I agree that mpOTR is a dead end. The initial paper by Goldberg et al describes a protocol that is bulky and largely undefined. I should mention that for those reasons, Cryptocat's group chat effort has been relabelled to "mpCat" instead of "mpOTR" — we're moving on to creating a protocol suitable for synchronous use-cases specifically (since TextSecure already has the asynchronous use-case figured out) without shouldering the bulkiness and obsolete nature delineated in mpOTR's original description. One of the things that is actually addressed better is transcript consistency: in mpCat, it will function on a level of reliability that is in fact continuous and not just occurs once per entire conversation.

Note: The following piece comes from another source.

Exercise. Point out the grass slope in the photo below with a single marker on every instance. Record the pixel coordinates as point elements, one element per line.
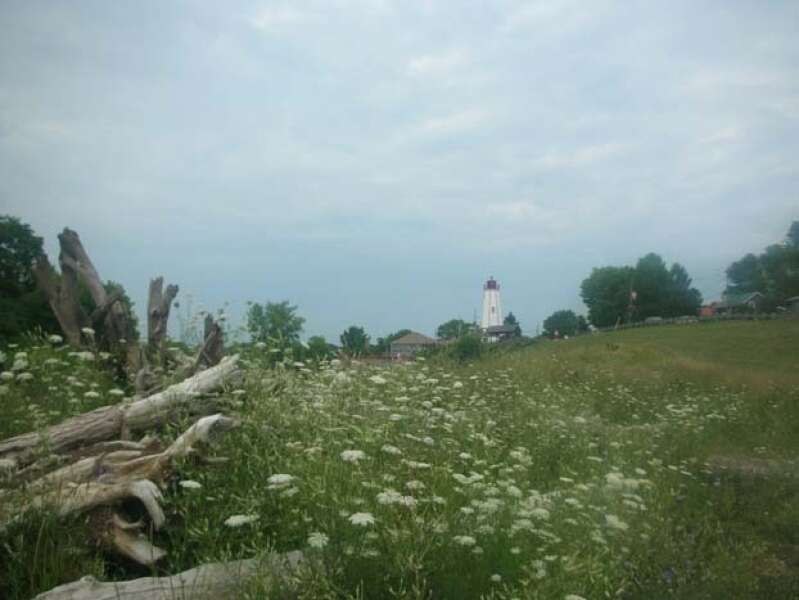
<point>611,466</point>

We recently concluded mpCat's first review summit, and were very lucky to have the feedback of experts such as Trevor Perrin, Joseph Bonneau and Ximin Luo. We also invited members from TextSecure's team in order to help us understand the use-cases scenarios they have experience in. For what it's worth, the TextSecure members that were invited were seen as open source peers, and not as "competitors" as you put it. I should mention that TextSecure's research frequently came up while working on mpCat, and that they are contributing more to this field than most other projects. That's why I say they are inspiring.

[tptacek]

Despite the fact that you've fleshed your responses out from single sentences to whole paragraphs, there is still no technical content in this comment that addresses my comment. It appears that your response is "no, we don't properly do transcript consistency either, but we're working on it". But I had to read between the lines of your name-dropping comment to come to that conclusion.

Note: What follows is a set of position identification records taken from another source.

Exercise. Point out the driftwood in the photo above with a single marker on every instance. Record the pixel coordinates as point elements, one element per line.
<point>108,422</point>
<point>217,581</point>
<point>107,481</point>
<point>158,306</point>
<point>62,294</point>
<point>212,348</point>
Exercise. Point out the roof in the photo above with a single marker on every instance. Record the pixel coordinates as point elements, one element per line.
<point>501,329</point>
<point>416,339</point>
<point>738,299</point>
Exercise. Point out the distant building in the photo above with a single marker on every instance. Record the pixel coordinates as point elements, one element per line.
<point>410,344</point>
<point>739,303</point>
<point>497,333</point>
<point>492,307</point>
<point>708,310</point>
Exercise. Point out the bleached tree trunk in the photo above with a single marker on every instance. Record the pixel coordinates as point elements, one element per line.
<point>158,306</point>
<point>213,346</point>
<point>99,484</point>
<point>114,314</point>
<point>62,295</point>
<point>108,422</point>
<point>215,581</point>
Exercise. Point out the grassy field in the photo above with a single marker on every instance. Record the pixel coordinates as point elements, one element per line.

An uninformed reader of your root comment on this thread would be surprised by that concession. Is my conclusion incorrect, or was your original comment deceptive? (Unintentionally, I'm sure.)

[kobeissl]

jesus christ fuck already

[kaeporan]

My original comment was simply to point out a current problem in this protocol design. There are some ways one can deploy to make it more difficult for Alice to send different messages to Bob and Carol without being detected, and they are deployed in Cryptocat (you're welcome to peruse the codebase and documentation.)

Just as a note, I'm sincerely discouraged from attempting to have an informative discussion with you by the fact that you keep assuming bad faith on my part, and generally responding in a needlessly rude and aggressive fashion. Consider that your general approach in this particular discussion might be why information security has a bad name as a poisonous field. If I don't reply to parts of your post, consider that it is because they are phrased in a way that assumes and implies a complete understanding, wrapped in aggression and the assumption of bad faith. I'm not here for that kind of discussion.